Personally, I am sorry that char does not exist and that instead of char , wchar and dchar we had something like utf8 , utf16 and utf32 . Then everyone would immediately have to realize that char not something that should be used for individual characters, but thatβs not how it was. I would say that it is almost certain that char was just taken from C / C ++, and then others were added to improve Unicode support. After all, with char there is nothing fundamentally wrong. Just so many programmers mistakenly understand that char always a symbol (which is not necessarily true even in C / C ++). But Walter Bright is very well versed in Unicode and seems to think everyone else should, too, so he seeks to make decisions regarding Unicode that work very well if you understand Unicode but don't work very well if you don't ( and most programmers do not).

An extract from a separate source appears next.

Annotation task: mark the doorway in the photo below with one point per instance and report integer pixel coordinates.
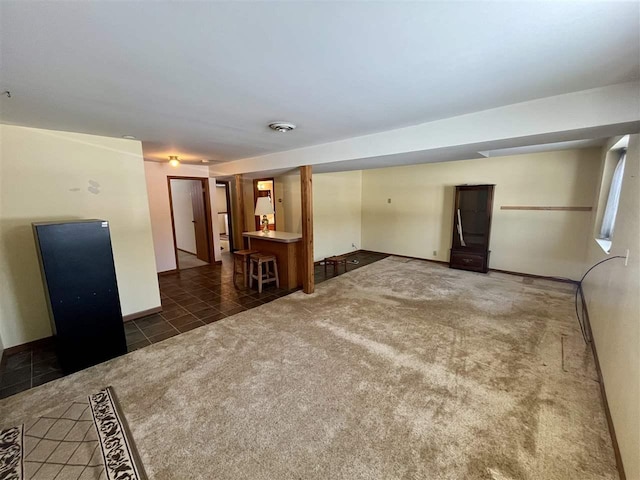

D pretty much forces you to come to at least a basic understanding of Unicode, which is not so bad, but it causes some people.
But the reality is that while it makes sense to use dchar for individual characters, it usually doesn't make sense to use it for strings. Sometimes what you need, but UTF-32 requires more space than UTF-8. This can affect performance and definitely affect the memory size of your programs. And a lot of string processing generally does not require random access. Thus, having UTF-8 strings by default makes much more sense than the default values ββfor UTF-32 strings.
The string management method in D usually works very well. It's just that the char name has the wrong connotation for many people, and the language, unfortunately, prefers the default character literals to be char rather than dchar in many cases.
I think a pretty convincing argument might be that this possible gain is offset by problems experienced by the same developers when they try something non-trivially with a char or string and expect it to work the way it would in C / C ++, only so that it does not work with difficult to debug methods.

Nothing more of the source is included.